Yoo Dong-Mi, Han Jae Jin
Department of Medical Education, College of Medicine, The Catholic University of Korea, Seoul, Korea.
Department of Medical Education & Thoracic Surgery, Ewha Womans University College of Medicine, Seoul, Korea.
J Educ Eval Health Prof. 2024;21:39. doi: 10.3352/jeehp.2024.21.39. Epub 2024 Dec 10.
This study aimed to examine the reliability and validity of a measurement tool for portfolio assessments in medical education. Specifically, it investigated scoring consistency among raters and assessment criteria appropriateness according to an expert panel.
A cross-sectional observational study was conducted from September to December 2018 for the Introduction to Clinical Medicine course at the Ewha Womans University College of Medicine. Data were collected for 5 randomly selected portfolios scored by a gold-standard rater and 6 trained raters. An expert panel assessed the validity of 12 assessment items using the content validity index (CVI). Statistical analysis included Pearson correlation coefficients for rater alignment, the intraclass correlation coefficient (ICC) for inter-rater reliability, and the CVI for item-level validity.
Rater 1 had the highest Pearson correlation (0.8916) with the gold-standard rater, while Rater 5 had the lowest (0.4203). The ICC for all raters was 0.3821, improving to 0.4415 after excluding Raters 1 and 5, indicating a 15.6% reliability increase. All assessment items met the CVI threshold of ≥0.75, with some achieving a perfect score (CVI=1.0). However, items like "sources" and "level and degree of performance" showed lower validity (CVI=0.72).

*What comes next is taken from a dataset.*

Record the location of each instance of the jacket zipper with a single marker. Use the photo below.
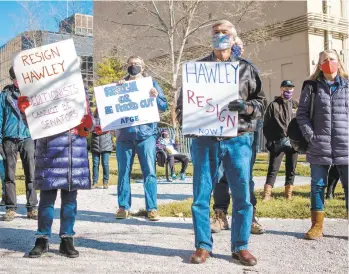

The present measurement tool for portfolio assessments demonstrated moderate reliability and strong validity, supporting its use as a credible tool. For a more reliable portfolio assessment, more faculty training is needed.
本研究旨在检验医学教育中档案袋评估测量工具的信度和效度。具体而言,它根据专家小组调查了评分者之间的评分一致性以及评估标准的适宜性。
2018年9月至12月,针对梨花女子大学医学院的临床医学导论课程进行了一项横断面观察性研究。收集了由一名金标准评分者和6名经过培训的评分者对5个随机选择的档案袋进行评分的数据。一个专家小组使用内容效度指数(CVI)评估了12个评估项目的效度。统计分析包括评分者一致性的Pearson相关系数、评分者间信度的组内相关系数(ICC)以及项目层面效度的CVI。
评分者1与金标准评分者的Pearson相关性最高(0.8916),而评分者5最低(0.4203)。所有评分者的ICC为0.3821,排除评分者1和5后提高到0.4415,表明信度提高了15.6%。所有评估项目均达到CVI阈值≥0.75,有些项目获得了满分(CVI = 1.0)。然而,“来源”和“表现水平和程度”等项目的效度较低(CVI = 0.72)。
目前的档案袋评估测量工具显示出中等信度和较强效度,支持将其用作可靠工具。为了进行更可靠的档案袋评估,需要更多的教师培训。